To determine the chlorination and nitration patterns of tyrosine residues of apoA-I in human atherosclerotic tissue, we isolated HDL by sequential density gradient ultracentrifugation from occlusive carotid atherosclerotic lesions recovered at surgery. Immunoblotting with a monospecific rabbit antibody demonstrated that apoA-I accounted for >50% of the protein in lesion HDL. After digesting HDL with trypsin or Glu-C, we used nano-LC-MS/MS and SRM with oxidized [¹⁵N]apoA-I to quantify peptides of apoA-I that contained tyrosine. This approach identified Tyr-192 in apoA-I as the major target for chlorination in lesion HDL (Fig. 5A) (p = 0.03 versus Tyr-18). The average level of 3-chlorotyrosine at Tyr-192 was 199 μmol/mol Tyr in lesion HDL isolated from 8 atherosclerotic lesions from different individuals (Fig. 5A). We identified Tyr-18 as the second major site of chlorination in lesion HDL (51 μmol/mol Tyr). 3-Chlorotyrosine at other tyrosine residues was detected at a much lower level (<14 μmol/mol of Tyr). Our observations suggest that Tyr-192 is the major chlorination site in apoA-I from human atherosclerotic tissue, as it is in plasma HDL.
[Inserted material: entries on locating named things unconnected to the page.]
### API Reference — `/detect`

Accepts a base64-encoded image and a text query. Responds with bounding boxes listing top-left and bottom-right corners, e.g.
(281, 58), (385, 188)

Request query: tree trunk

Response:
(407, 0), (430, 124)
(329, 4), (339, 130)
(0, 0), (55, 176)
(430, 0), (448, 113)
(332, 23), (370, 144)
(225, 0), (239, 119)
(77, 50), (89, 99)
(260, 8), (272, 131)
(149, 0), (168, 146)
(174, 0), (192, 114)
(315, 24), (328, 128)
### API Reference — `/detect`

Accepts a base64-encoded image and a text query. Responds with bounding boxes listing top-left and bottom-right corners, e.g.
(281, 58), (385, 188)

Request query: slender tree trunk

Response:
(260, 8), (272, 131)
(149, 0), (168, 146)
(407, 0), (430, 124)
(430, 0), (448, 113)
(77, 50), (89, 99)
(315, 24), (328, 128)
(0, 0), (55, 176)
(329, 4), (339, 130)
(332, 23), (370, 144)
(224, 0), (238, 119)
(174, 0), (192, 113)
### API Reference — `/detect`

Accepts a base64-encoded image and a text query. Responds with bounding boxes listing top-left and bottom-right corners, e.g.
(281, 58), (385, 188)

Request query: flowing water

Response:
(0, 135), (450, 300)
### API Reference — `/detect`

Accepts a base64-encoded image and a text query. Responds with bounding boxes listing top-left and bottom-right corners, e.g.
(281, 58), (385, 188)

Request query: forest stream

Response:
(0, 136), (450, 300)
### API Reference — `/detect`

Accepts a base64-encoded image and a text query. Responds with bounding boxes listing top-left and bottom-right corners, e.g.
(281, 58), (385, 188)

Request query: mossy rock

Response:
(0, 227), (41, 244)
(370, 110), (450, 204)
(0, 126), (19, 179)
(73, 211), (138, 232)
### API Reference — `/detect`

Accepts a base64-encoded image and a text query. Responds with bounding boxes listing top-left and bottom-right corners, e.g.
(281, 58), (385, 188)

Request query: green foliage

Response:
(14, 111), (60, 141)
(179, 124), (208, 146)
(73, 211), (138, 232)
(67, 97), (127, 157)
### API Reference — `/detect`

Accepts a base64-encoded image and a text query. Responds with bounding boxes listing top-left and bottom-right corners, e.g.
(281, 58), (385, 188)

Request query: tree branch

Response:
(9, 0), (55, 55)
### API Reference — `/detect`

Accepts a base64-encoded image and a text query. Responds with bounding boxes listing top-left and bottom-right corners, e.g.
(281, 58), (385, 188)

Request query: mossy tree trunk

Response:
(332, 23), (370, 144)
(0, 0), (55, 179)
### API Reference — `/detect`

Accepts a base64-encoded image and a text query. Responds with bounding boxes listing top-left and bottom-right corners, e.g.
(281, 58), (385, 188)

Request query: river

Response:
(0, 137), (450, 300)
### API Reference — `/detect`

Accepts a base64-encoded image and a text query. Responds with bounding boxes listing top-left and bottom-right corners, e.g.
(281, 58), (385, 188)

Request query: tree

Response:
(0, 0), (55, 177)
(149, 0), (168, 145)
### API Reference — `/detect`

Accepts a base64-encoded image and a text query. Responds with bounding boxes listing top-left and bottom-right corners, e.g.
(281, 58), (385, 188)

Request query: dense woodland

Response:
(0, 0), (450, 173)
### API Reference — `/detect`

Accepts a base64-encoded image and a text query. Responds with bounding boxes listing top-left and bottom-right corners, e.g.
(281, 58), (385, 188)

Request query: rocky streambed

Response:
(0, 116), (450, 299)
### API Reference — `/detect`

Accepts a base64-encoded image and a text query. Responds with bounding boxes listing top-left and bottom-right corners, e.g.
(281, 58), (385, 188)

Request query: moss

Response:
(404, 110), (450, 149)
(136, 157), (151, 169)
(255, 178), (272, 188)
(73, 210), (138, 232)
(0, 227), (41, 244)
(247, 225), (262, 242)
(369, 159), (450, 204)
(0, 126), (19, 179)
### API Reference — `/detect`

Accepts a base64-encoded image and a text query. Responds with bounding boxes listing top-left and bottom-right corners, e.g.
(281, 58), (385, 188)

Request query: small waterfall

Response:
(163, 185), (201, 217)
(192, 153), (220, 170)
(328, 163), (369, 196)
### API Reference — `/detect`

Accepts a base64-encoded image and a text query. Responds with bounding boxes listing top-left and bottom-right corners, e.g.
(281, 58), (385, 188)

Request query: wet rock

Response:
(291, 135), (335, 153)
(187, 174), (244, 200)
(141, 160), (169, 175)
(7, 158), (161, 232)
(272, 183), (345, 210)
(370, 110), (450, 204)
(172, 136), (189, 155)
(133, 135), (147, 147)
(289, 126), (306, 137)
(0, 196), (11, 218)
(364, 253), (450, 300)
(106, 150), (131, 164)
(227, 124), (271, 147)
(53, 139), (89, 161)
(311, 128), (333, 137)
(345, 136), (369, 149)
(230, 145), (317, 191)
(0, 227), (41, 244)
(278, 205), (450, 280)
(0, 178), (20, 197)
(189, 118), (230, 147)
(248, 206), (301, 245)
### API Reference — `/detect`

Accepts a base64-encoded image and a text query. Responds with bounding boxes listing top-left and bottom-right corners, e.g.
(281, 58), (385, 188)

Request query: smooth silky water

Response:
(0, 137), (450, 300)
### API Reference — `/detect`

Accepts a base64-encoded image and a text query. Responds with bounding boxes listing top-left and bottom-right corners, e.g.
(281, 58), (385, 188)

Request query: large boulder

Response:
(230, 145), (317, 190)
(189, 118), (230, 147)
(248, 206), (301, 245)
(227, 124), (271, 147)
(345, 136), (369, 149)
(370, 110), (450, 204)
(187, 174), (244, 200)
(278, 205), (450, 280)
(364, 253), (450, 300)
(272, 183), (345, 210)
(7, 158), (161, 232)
FIGURE 5. — **Tyr-192 is the major chlorination target, whereas Tyr-18 is the major nitration target in HDL isolated from human atherosclerotic lesions.** HDL was isolated by ultracentrifugation from atherosclerotic lesions of carotid arteries harvested from humans (n = 8). Regiospecific oxidation of apoA-I was determined in tryptic and Glu-C digests of HDL, as described in the legends to Fig. 4. Results are representative of those from two independent experiments.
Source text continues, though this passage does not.